Jawani ki Hawa, a thriller shot entirely on a train, was Bombay Talkies’ debut production. Rai was looking for a new lead actor when he met Najmul Hassan, a dashing and debonair man who was believed to be the scion of an aristocratic family from Lucknow. 

Rai persuaded Hasan, a law school dropout, to pursue a career in films. He signed a multi-movie deal the first of which was Jawani ki Hawa. Little did Rai know that Devika Rani and Najmul Hasan would fall in love during the filming. 

Jawani ki Hawa released in 1935. Himanshu Rai proceeded to start his next film, Jeevan Naiya, with the same pair. A significant chunk of the film had already been shot when disaster struck. Devika Rani and Najmul Hasan vanished one fine day.  

It was a huge personal and professional blow for Himanshu Rai.
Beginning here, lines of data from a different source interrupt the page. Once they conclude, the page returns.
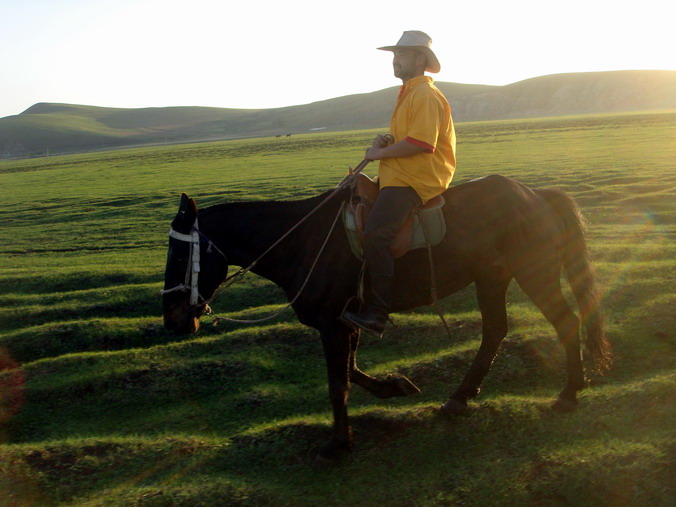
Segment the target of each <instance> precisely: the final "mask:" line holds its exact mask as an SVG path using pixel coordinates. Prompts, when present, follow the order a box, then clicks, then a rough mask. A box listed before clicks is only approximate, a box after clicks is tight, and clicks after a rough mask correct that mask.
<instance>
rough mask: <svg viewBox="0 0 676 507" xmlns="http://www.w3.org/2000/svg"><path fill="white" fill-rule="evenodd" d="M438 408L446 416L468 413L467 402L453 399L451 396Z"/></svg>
mask: <svg viewBox="0 0 676 507" xmlns="http://www.w3.org/2000/svg"><path fill="white" fill-rule="evenodd" d="M439 410H440V411H441V413H442V414H443V415H447V416H454V415H467V414H468V413H469V407H468V406H467V403H463V402H461V401H458V400H454V399H453V398H449V399H448V401H447V402H446V403H444V404H443V405H442V406H441V408H440V409H439Z"/></svg>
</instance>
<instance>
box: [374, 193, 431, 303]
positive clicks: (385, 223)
mask: <svg viewBox="0 0 676 507" xmlns="http://www.w3.org/2000/svg"><path fill="white" fill-rule="evenodd" d="M421 204H422V201H421V200H420V197H419V196H418V194H417V192H416V191H415V190H413V189H412V188H411V187H385V188H383V189H381V190H380V192H379V193H378V198H377V199H376V202H375V203H374V205H373V208H372V209H371V212H370V213H369V217H368V221H367V223H366V230H365V231H364V254H365V256H366V272H367V273H368V276H369V285H370V290H369V291H367V292H366V301H365V310H367V311H376V312H381V313H382V312H385V313H387V312H388V309H389V306H390V299H391V293H392V278H393V275H394V257H393V256H392V251H391V250H390V245H391V244H392V240H393V239H394V235H395V234H396V232H397V231H398V230H399V229H400V228H401V226H402V225H403V224H404V222H405V221H406V218H407V217H408V215H409V213H410V212H411V211H412V210H413V209H414V208H415V207H416V206H420V205H421Z"/></svg>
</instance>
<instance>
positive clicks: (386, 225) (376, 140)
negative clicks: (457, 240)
mask: <svg viewBox="0 0 676 507" xmlns="http://www.w3.org/2000/svg"><path fill="white" fill-rule="evenodd" d="M431 44H432V39H430V37H429V36H428V35H427V34H425V33H423V32H419V31H407V32H404V34H403V35H402V37H401V39H399V42H397V44H396V45H395V46H386V47H382V48H378V49H381V50H384V51H391V52H392V53H393V54H394V59H393V67H394V75H395V76H396V77H397V78H399V79H401V80H402V83H403V85H402V87H401V89H400V91H399V97H398V99H397V105H396V107H395V109H394V112H393V113H392V120H391V121H390V135H387V136H382V135H381V136H377V137H376V138H375V140H374V141H373V145H372V146H371V147H370V148H369V149H368V150H367V151H366V156H365V158H366V159H367V160H379V161H380V165H379V168H378V183H379V186H380V192H379V193H378V198H377V199H376V202H375V203H374V206H373V209H372V210H371V213H370V214H369V219H368V222H367V224H366V230H365V231H364V253H365V256H366V266H367V273H368V275H369V291H368V292H367V294H366V297H365V301H364V306H363V308H362V310H361V311H360V312H359V313H353V312H349V311H346V312H344V313H343V315H341V319H342V320H343V322H345V323H347V324H348V325H351V326H353V327H355V328H361V329H363V330H365V331H366V332H368V333H370V334H373V335H375V336H378V337H380V336H382V333H383V331H384V329H385V324H386V322H387V320H388V312H389V308H390V300H391V297H392V282H393V276H394V258H393V256H392V253H391V251H390V245H391V243H392V240H393V238H394V235H395V233H396V232H397V231H398V230H399V229H400V228H401V226H402V225H403V223H404V221H405V220H406V218H407V217H408V215H409V214H410V212H411V211H412V210H413V209H414V208H416V207H418V206H420V205H421V204H424V203H425V202H427V201H428V200H430V199H432V198H433V197H436V196H437V195H439V194H441V193H442V192H443V191H444V190H446V189H447V188H448V186H449V184H450V183H451V179H452V177H453V172H454V171H455V165H456V161H455V129H454V127H453V120H452V118H451V109H450V107H449V105H448V102H447V101H446V98H445V97H444V95H443V94H442V93H441V92H440V91H439V89H438V88H436V87H435V86H434V81H433V80H432V78H431V77H428V76H425V72H426V71H427V72H432V73H436V72H439V70H441V66H440V64H439V60H438V59H437V57H436V55H435V54H434V52H433V51H432V49H431V47H430V46H431Z"/></svg>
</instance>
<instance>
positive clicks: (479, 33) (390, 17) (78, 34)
mask: <svg viewBox="0 0 676 507" xmlns="http://www.w3.org/2000/svg"><path fill="white" fill-rule="evenodd" d="M0 3H1V4H2V10H3V16H2V17H1V18H0V65H1V67H0V68H2V69H3V79H2V80H0V94H1V96H2V97H3V99H2V101H0V117H5V116H10V115H15V114H19V113H21V112H22V111H24V110H26V109H27V108H29V107H30V106H32V105H33V104H35V103H38V102H58V103H71V104H84V105H92V106H101V107H121V108H137V107H168V106H205V107H222V108H233V109H268V108H276V107H286V106H293V105H300V104H307V103H311V102H316V101H320V100H327V99H331V98H336V97H342V96H346V95H353V94H358V93H370V92H374V91H378V90H381V89H385V88H389V87H392V86H397V85H399V84H400V82H399V81H398V80H397V79H396V78H395V77H394V76H393V75H392V70H391V56H390V54H389V53H387V52H383V51H378V50H377V49H376V48H377V47H379V46H383V45H391V44H394V43H396V41H397V40H398V39H399V37H400V36H401V33H402V32H403V31H404V30H410V29H419V30H423V31H425V32H427V33H428V34H429V35H430V36H431V37H432V39H433V41H434V42H433V49H434V51H435V53H436V54H437V56H438V57H439V60H440V61H441V64H442V70H441V72H440V73H439V74H435V75H433V77H434V78H435V80H437V81H443V82H454V83H466V84H482V85H494V86H503V85H507V84H511V83H515V82H518V81H523V80H526V79H531V78H535V77H540V76H544V75H551V74H566V73H580V72H603V71H614V70H676V65H675V62H674V59H673V55H672V54H671V53H672V49H673V47H676V35H674V33H673V30H672V28H671V26H670V25H671V22H670V16H668V15H667V12H666V6H665V5H664V3H663V2H661V1H656V0H646V1H644V2H642V3H641V4H640V6H638V7H636V6H633V5H632V6H617V5H616V4H615V3H614V2H609V1H605V0H603V1H598V2H583V1H579V0H573V1H571V2H568V3H567V4H565V6H564V5H561V6H551V5H550V6H547V7H543V4H542V3H541V2H537V1H534V0H516V1H515V2H512V3H510V4H509V5H506V4H504V3H501V2H497V1H488V2H483V3H481V4H472V5H458V6H453V7H449V6H448V4H447V3H446V2H431V3H429V6H428V8H427V9H426V10H425V12H422V9H421V10H416V11H415V12H410V11H411V9H410V3H408V2H401V1H394V2H390V3H388V4H387V5H388V9H384V8H383V5H382V4H380V3H377V4H375V3H374V4H367V3H364V2H355V1H353V0H347V1H345V2H343V3H341V5H340V9H334V10H333V11H331V10H330V9H329V11H328V13H327V9H326V7H323V6H320V5H318V4H315V3H312V2H308V1H300V0H290V1H288V2H284V3H277V2H268V1H261V2H257V3H256V5H253V4H247V5H226V3H225V2H219V1H216V0H195V1H193V2H190V3H189V4H185V3H181V2H177V1H174V0H171V1H165V2H160V1H157V0H133V1H132V0H120V1H119V2H116V3H115V4H111V3H109V2H104V1H103V0H91V1H88V2H84V1H82V0H52V1H46V0H26V1H25V2H21V3H15V2H9V1H6V0H0ZM429 12H433V13H437V14H438V15H434V16H430V15H429Z"/></svg>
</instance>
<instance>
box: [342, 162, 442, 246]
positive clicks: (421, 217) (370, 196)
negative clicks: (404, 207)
mask: <svg viewBox="0 0 676 507" xmlns="http://www.w3.org/2000/svg"><path fill="white" fill-rule="evenodd" d="M355 180H356V182H355V183H354V187H353V189H352V198H351V199H350V203H349V205H348V206H345V207H344V208H343V223H344V224H345V230H346V231H347V237H348V239H349V241H350V247H351V248H352V252H353V253H354V255H355V256H356V257H357V258H359V259H362V258H363V256H364V250H363V244H364V229H365V227H366V222H367V220H368V214H369V212H370V211H371V208H372V207H373V203H374V202H375V200H376V197H377V196H378V191H379V189H378V184H377V183H376V182H375V181H373V180H371V178H369V177H368V176H366V175H365V174H363V173H359V174H358V175H357V178H355ZM444 204H445V200H444V197H443V196H442V195H438V196H437V197H435V198H434V199H431V200H429V201H428V202H427V203H426V204H425V205H423V206H420V207H418V208H416V209H414V210H413V211H412V212H411V214H410V215H409V216H408V218H407V219H406V222H404V225H403V226H402V228H401V229H400V230H399V232H397V234H396V236H395V237H394V240H393V241H392V255H393V256H394V258H395V259H398V258H399V257H401V256H403V255H404V254H405V253H406V252H408V251H409V250H414V249H416V248H423V247H426V246H427V242H428V241H429V243H430V245H432V246H434V245H437V244H439V243H440V242H441V240H442V239H444V235H445V234H446V222H445V221H444V215H443V212H442V208H443V206H444Z"/></svg>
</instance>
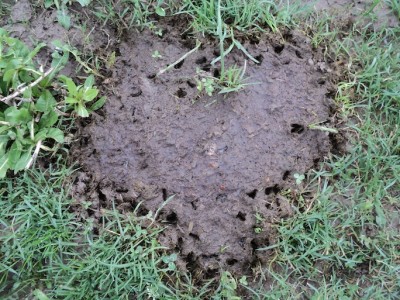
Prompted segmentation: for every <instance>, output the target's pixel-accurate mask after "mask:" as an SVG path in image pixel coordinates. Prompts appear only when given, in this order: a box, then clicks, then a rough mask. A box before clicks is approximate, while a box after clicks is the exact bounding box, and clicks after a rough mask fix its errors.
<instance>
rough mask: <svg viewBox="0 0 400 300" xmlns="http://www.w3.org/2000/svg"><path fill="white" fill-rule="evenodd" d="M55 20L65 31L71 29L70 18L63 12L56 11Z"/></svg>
mask: <svg viewBox="0 0 400 300" xmlns="http://www.w3.org/2000/svg"><path fill="white" fill-rule="evenodd" d="M57 20H58V23H60V24H61V26H62V27H64V28H65V29H69V28H70V27H71V18H70V16H69V15H68V14H67V12H66V11H65V10H59V11H57Z"/></svg>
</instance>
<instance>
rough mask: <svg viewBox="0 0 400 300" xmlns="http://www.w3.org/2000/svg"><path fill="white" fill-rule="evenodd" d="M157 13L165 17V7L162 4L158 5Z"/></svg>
mask: <svg viewBox="0 0 400 300" xmlns="http://www.w3.org/2000/svg"><path fill="white" fill-rule="evenodd" d="M156 14H157V15H159V16H160V17H165V9H164V8H162V7H160V6H157V7H156Z"/></svg>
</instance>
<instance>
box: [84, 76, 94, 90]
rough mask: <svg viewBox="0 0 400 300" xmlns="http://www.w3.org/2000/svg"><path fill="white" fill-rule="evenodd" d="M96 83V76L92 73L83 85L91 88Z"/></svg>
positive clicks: (85, 81)
mask: <svg viewBox="0 0 400 300" xmlns="http://www.w3.org/2000/svg"><path fill="white" fill-rule="evenodd" d="M93 84H94V76H93V75H90V76H88V78H86V80H85V84H84V85H83V86H84V87H85V88H86V89H88V88H91V87H92V86H93Z"/></svg>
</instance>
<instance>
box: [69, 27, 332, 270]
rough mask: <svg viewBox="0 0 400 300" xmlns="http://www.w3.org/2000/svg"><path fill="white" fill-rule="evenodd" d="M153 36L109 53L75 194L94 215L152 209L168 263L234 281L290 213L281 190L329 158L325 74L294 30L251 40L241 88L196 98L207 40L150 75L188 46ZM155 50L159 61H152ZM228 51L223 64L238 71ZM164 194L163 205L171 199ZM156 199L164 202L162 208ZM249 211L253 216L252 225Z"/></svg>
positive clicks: (167, 63)
mask: <svg viewBox="0 0 400 300" xmlns="http://www.w3.org/2000/svg"><path fill="white" fill-rule="evenodd" d="M166 32H167V34H165V35H164V37H162V38H160V37H157V36H155V35H154V34H152V33H151V32H147V31H144V32H141V33H137V34H132V35H130V36H129V37H127V38H126V39H125V40H124V41H123V42H121V43H120V44H119V45H118V51H117V53H118V57H117V60H116V63H115V66H114V68H113V74H112V76H111V77H110V78H108V79H107V80H106V84H107V88H108V90H110V93H109V95H108V102H107V104H106V105H105V108H104V109H103V111H101V112H99V113H98V114H95V115H94V117H93V119H92V121H91V122H90V124H88V125H86V126H83V127H82V128H81V132H80V133H79V135H80V139H79V142H77V143H76V144H75V146H74V147H73V153H74V157H75V158H76V161H78V162H79V163H80V165H81V167H82V170H83V171H82V173H81V174H80V176H78V178H77V182H76V185H75V186H76V189H75V195H74V196H75V197H76V198H77V199H80V200H82V201H89V202H91V203H92V205H91V207H90V208H89V209H88V211H87V216H88V217H90V216H93V217H95V218H99V217H101V208H104V207H106V208H111V207H112V205H113V203H115V205H116V206H117V207H118V208H119V209H123V210H125V211H132V210H135V209H137V206H138V205H140V207H139V209H138V211H139V213H140V214H143V215H145V214H147V213H148V212H149V211H152V212H153V213H154V212H155V211H156V210H157V209H158V208H160V207H162V206H163V208H162V210H161V213H160V215H159V220H160V221H161V222H164V223H165V224H166V225H167V227H166V229H165V231H164V232H163V234H162V235H161V237H160V241H161V242H162V244H163V245H165V246H167V247H168V248H170V249H172V250H173V251H177V252H179V254H180V262H179V264H180V266H181V267H182V268H184V269H187V270H189V271H192V272H200V273H203V274H205V275H206V276H209V277H212V276H213V274H215V273H216V272H218V271H219V269H220V268H223V269H225V270H230V271H231V272H234V273H241V274H243V273H246V272H249V271H251V267H252V266H254V264H255V263H256V262H258V261H268V252H265V251H257V250H256V249H258V248H260V247H267V246H269V245H272V244H273V243H274V235H275V232H274V229H273V224H275V223H277V222H279V221H280V220H281V219H282V218H287V217H290V216H291V215H292V213H293V208H292V204H291V203H290V200H289V199H288V198H286V197H284V196H282V193H281V192H282V191H284V190H288V189H289V188H295V186H294V182H293V175H294V174H295V173H299V174H303V173H305V172H306V171H307V170H309V169H310V168H312V167H313V166H314V165H315V164H316V163H317V162H318V161H319V160H321V159H323V158H324V157H325V156H326V155H327V154H328V153H329V151H330V148H331V141H330V138H329V136H328V134H327V133H326V132H323V131H317V130H310V129H308V125H310V124H314V123H320V122H324V124H325V125H326V126H332V124H329V123H330V116H329V112H330V99H329V97H328V96H327V95H330V92H331V90H330V89H329V87H330V84H329V77H330V74H329V73H330V72H331V73H332V72H333V70H331V69H329V67H328V66H327V64H326V63H325V62H322V61H317V60H315V59H314V56H315V54H316V53H314V52H313V50H312V49H311V46H310V42H309V40H308V39H307V38H306V37H304V36H301V35H300V34H299V33H297V32H290V33H287V34H286V35H285V37H284V39H283V38H279V37H276V36H268V35H266V36H263V37H261V38H260V39H259V40H258V41H256V42H253V43H248V42H244V46H245V47H246V49H247V50H248V51H249V53H251V54H252V55H253V56H254V57H256V58H257V59H258V60H259V61H260V63H259V64H255V63H253V62H251V61H250V62H247V71H246V75H247V76H248V77H249V78H248V80H247V82H248V83H252V84H251V85H249V86H247V87H246V88H244V89H243V90H241V91H239V92H236V93H230V94H228V95H226V96H223V95H217V96H213V97H208V96H204V95H203V94H201V93H200V92H199V91H198V90H197V88H196V81H195V80H194V78H196V76H197V74H196V68H199V69H202V70H204V71H206V72H209V73H210V75H212V74H214V75H215V74H217V73H218V72H220V70H219V69H218V68H214V67H212V66H211V64H210V62H211V61H212V60H213V59H214V58H215V56H216V53H217V49H218V47H217V44H216V43H215V42H204V43H203V46H202V47H201V48H200V49H199V50H198V51H197V52H195V53H194V54H192V55H190V56H189V57H188V58H186V59H185V60H184V62H183V63H180V64H178V65H176V66H175V67H174V68H173V69H172V70H171V71H169V72H167V73H164V74H162V75H160V76H155V74H156V73H157V72H158V71H159V70H160V69H162V68H164V67H165V66H166V65H168V64H171V63H173V62H175V61H176V60H177V59H178V58H179V57H181V56H182V55H183V54H185V53H187V52H188V51H190V49H192V48H193V47H194V45H195V41H194V40H190V39H183V38H182V37H180V35H179V34H178V32H177V31H176V29H175V27H172V26H169V27H168V26H167V27H166ZM156 50H157V51H159V53H160V54H161V55H162V58H160V59H156V58H153V57H152V53H153V52H154V51H156ZM245 59H246V56H245V55H244V54H243V53H242V52H241V51H239V50H236V51H234V52H233V53H232V54H230V56H229V59H228V61H227V65H232V64H234V63H236V64H238V65H243V64H244V61H245ZM172 197H173V198H172ZM166 201H168V202H166ZM256 215H257V216H259V218H256Z"/></svg>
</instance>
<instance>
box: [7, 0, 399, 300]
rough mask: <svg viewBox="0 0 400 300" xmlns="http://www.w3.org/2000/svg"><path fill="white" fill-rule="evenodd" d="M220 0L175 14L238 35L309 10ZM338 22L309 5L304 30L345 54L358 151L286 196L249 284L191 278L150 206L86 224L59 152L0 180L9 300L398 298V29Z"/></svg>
mask: <svg viewBox="0 0 400 300" xmlns="http://www.w3.org/2000/svg"><path fill="white" fill-rule="evenodd" d="M161 2H162V1H161ZM161 2H159V3H158V4H160V5H161V6H162V7H164V8H166V9H167V8H168V7H172V6H169V5H168V4H166V3H161ZM391 2H392V6H391V7H392V9H393V10H394V12H397V13H398V11H399V10H398V1H395V0H392V1H391ZM99 3H101V4H104V7H101V6H99V7H98V9H99V10H98V11H100V12H102V13H103V15H102V18H104V19H103V20H104V21H109V20H108V19H107V18H113V20H114V21H115V22H122V21H123V23H125V24H123V23H122V24H123V26H122V27H123V28H124V29H129V28H133V27H136V26H141V25H146V26H148V25H149V24H151V21H149V18H150V16H151V15H152V14H154V9H155V6H154V3H153V6H151V7H150V2H140V3H139V2H137V1H136V2H135V1H123V2H121V3H123V4H124V5H128V6H126V7H128V8H129V9H128V10H126V11H123V10H122V11H117V12H115V4H116V3H114V2H110V1H105V2H99ZM216 3H217V2H214V1H194V0H184V1H183V5H184V6H183V8H182V9H180V10H177V11H180V13H182V14H187V15H188V16H189V17H190V18H191V22H192V29H193V30H194V31H195V32H197V33H202V34H211V35H215V36H220V37H221V35H222V33H223V32H222V31H221V30H222V29H223V27H225V28H234V30H235V37H237V36H240V35H243V36H245V35H246V34H249V33H250V34H251V33H253V32H256V31H261V30H270V29H272V30H273V31H277V30H278V29H280V28H282V26H294V20H296V18H295V16H298V14H299V13H300V11H298V10H296V5H292V4H291V5H287V6H284V7H283V6H282V5H283V4H279V3H272V2H268V1H261V2H260V1H259V0H257V1H256V0H252V1H247V2H244V1H237V0H225V1H221V3H222V4H221V18H220V20H219V21H218V9H216V7H215V6H213V5H214V4H216ZM396 4H397V6H396ZM95 5H96V4H95ZM107 5H108V6H107ZM135 5H140V6H139V7H137V6H135ZM259 7H263V8H264V10H262V11H261V10H260V9H259ZM396 7H397V8H396ZM256 8H257V9H256ZM171 11H172V10H171ZM113 14H114V15H113ZM135 14H137V15H135ZM334 19H335V18H334V17H330V16H329V15H325V14H323V13H320V14H314V15H313V16H308V17H307V19H304V20H303V23H305V25H300V27H297V28H298V29H302V30H304V31H305V32H307V33H308V34H309V35H310V38H311V42H312V44H313V46H314V47H320V46H324V47H325V54H326V55H327V56H328V57H330V58H332V59H334V60H335V59H340V60H344V61H345V64H344V67H343V74H345V75H346V78H343V81H342V82H339V83H338V93H337V95H336V99H335V101H336V105H337V108H338V112H337V113H338V114H339V115H340V116H341V118H342V123H343V124H344V125H343V126H342V128H341V129H340V130H339V131H340V132H342V133H346V136H347V137H348V138H349V142H350V147H349V151H348V152H347V153H345V154H344V155H342V156H335V155H330V157H329V158H327V159H326V161H325V162H324V163H323V164H321V166H320V168H318V169H316V170H311V171H310V172H308V174H307V176H306V178H305V180H303V182H299V184H298V188H297V189H296V190H293V191H291V192H293V194H292V193H290V194H291V195H293V196H291V198H290V199H289V200H290V201H291V202H292V205H293V206H294V207H295V210H296V214H295V215H294V216H293V217H291V218H290V219H285V220H282V221H281V222H280V223H279V224H277V225H276V228H275V229H276V233H277V235H276V243H275V244H272V245H271V246H269V247H267V248H264V249H259V250H258V251H261V252H265V255H271V262H270V264H269V265H268V266H266V267H265V268H261V267H260V268H256V270H255V271H256V274H257V276H254V278H248V279H247V283H246V280H243V278H240V279H239V278H234V277H233V276H232V275H231V274H230V273H228V272H224V270H221V278H220V280H219V281H209V282H206V283H205V284H194V282H193V280H192V278H191V277H190V276H189V275H188V274H182V273H180V272H178V271H176V270H175V264H174V261H175V259H176V255H175V254H174V253H168V252H167V251H166V250H165V249H163V248H162V247H161V246H160V244H159V243H158V241H157V236H158V234H159V233H160V231H161V230H162V228H160V227H158V226H156V225H155V224H154V223H153V222H152V221H153V218H154V215H153V216H147V217H138V216H137V215H135V213H134V212H133V213H131V214H121V213H120V212H118V211H116V210H115V209H113V210H103V211H102V218H101V220H100V224H95V223H94V221H93V220H92V219H89V220H85V221H82V220H80V219H78V218H79V216H77V215H76V214H75V213H73V212H72V210H71V205H72V204H73V203H74V202H73V200H72V199H70V197H69V196H68V189H69V186H70V184H71V182H70V178H71V177H72V176H73V175H72V170H71V169H70V168H67V167H66V166H65V163H64V162H62V161H60V162H59V163H58V164H55V165H52V166H51V167H50V168H49V169H48V170H38V169H34V170H30V171H26V172H23V173H21V174H19V175H16V176H14V177H9V178H6V179H1V180H0V205H1V210H0V226H1V230H2V232H1V234H0V244H1V253H0V258H1V259H0V274H1V276H0V297H1V298H4V299H10V298H12V297H14V298H23V297H27V296H29V297H32V295H39V294H40V293H42V295H46V296H47V297H48V298H49V299H132V298H136V299H188V300H189V299H199V300H200V299H240V296H239V294H240V293H239V291H242V290H247V292H248V293H249V294H250V295H252V298H253V299H304V298H308V299H398V298H400V240H399V239H398V236H399V234H400V233H399V229H398V228H397V227H396V222H397V220H398V219H399V217H400V213H399V209H400V194H399V191H400V128H399V127H400V115H399V110H400V85H399V82H400V53H399V50H398V49H400V29H399V28H392V29H388V28H383V29H380V30H379V31H375V30H374V29H373V27H372V26H371V24H369V25H368V24H367V25H365V23H362V22H361V23H360V24H364V25H360V24H358V25H355V26H353V27H352V28H351V29H347V30H349V31H350V32H342V28H341V27H340V24H336V22H335V20H334ZM110 20H111V19H110ZM121 20H122V21H121ZM111 21H112V20H111ZM114 21H112V22H114ZM149 22H150V23H149ZM296 22H298V21H296ZM218 23H219V26H218ZM218 28H219V32H218V30H217V29H218ZM233 39H234V38H233ZM223 42H224V39H222V43H223ZM221 49H222V48H221ZM223 49H225V48H223ZM225 51H226V50H225ZM221 53H224V51H221ZM227 70H228V69H225V71H227ZM235 74H236V75H237V76H239V75H242V74H243V73H242V72H240V70H239V69H238V71H237V72H236V73H235ZM232 81H234V80H232ZM333 134H334V133H333ZM287 195H289V193H287ZM74 205H75V206H76V204H74ZM149 224H152V225H151V226H148V225H149ZM94 227H96V230H93V229H94ZM43 299H45V298H43Z"/></svg>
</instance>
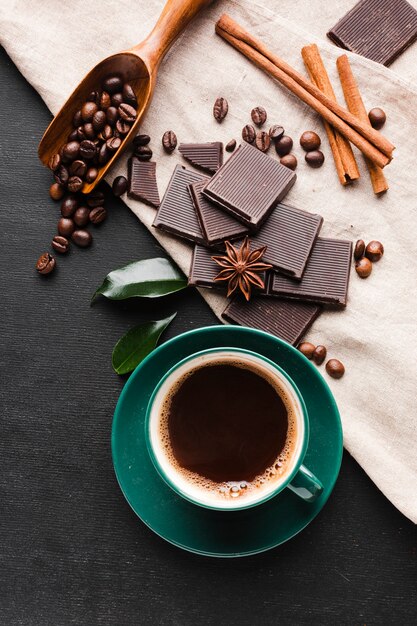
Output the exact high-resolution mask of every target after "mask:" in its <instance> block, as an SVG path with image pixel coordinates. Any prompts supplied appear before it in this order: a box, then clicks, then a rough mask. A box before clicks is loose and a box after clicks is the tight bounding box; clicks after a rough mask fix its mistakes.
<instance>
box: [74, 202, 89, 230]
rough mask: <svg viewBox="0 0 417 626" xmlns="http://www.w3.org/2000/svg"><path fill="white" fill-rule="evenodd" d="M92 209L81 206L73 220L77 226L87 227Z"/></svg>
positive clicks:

As the studio owner became distraught, Sasadhar Mukherjee, a senior official in the technical department having a close relationship with Devika Rani, stepped in. 

Mukherjee was eventually tracked down the truant couple at Calcutta’s Grand Hotel. He managed to persuade Devika Rani to end the relationship and return to base. Rani returned to Bombay. 

Himanshu Rai however was in no mood to forgive the man who had betrayed him so spectacularly. Najmul Hasan was fired. Jeevan Naiya was now to be reshot from the scratch. And Rai needed a new lead actor. 

Sasadhar Mukherjee had previously arranged for his brother in law Kumudlal Ganguly to work as a lab technician at Bombay Talkies. He now persuaded his boss to give Kumudlal an acting break. Franz Osten, the director, was strongly against it.

He felt Kumudlal looked too ordinary for silver screen hero. Himanshu Rai though was adamant. Although Kumudlal was reluctant to face the camera, Sasadhar Mukherjee persuaded him too. He would have to adopt a screen name though.

In 1936,“Ashok Kumar” debuted opposite Devika Rani in Jeevan Naiya in 1936. Released the same year, Achhut Kanya, starring the same pair, became a raging sensation and cemented Ashok Kumar’s position as a star – a storied career that would last nearly six decades. 

Meanwhile, the man he had replaced was left to pick up the pieces. Najmul Hasan joined BN Sircar’s New Theaters in Calcutta – a place which had in its ranks iconic names like Pankaj Mullick, Kanan Devi, Prithviraj Kapoor, KL Saigal &  Pahari Sanyal among others. 

Because he was not good at singing, Hasan ended up playing 2nd fiddle to stars like Kapoor and Saigal. He featured in Nartaki, a 16th century musical released in 1940 that was one of the biggest hits of the year. 

It did not do much for Hasan’s career though. His last film in India was Meenakshi (1942). During partition, Najmul Hasan moved to Pakistan where he sporadically worked in movies without much acclaim.  

One rare commercial success was the Punjabi film Heer Ranjha (1970) where he played the role of Heer’s father. Eventually Najmul Hasan passed away in 1980 in relative obscurity. 

It is perhaps best to leave the last word to the peerless Manto. In his unique style, the great wordsmith described Hasan’s fate thus: “He was left to join the ranks of those who are fated to be deserted by their beloveds for less emotional, but weightier political, religious or simply material considerations.”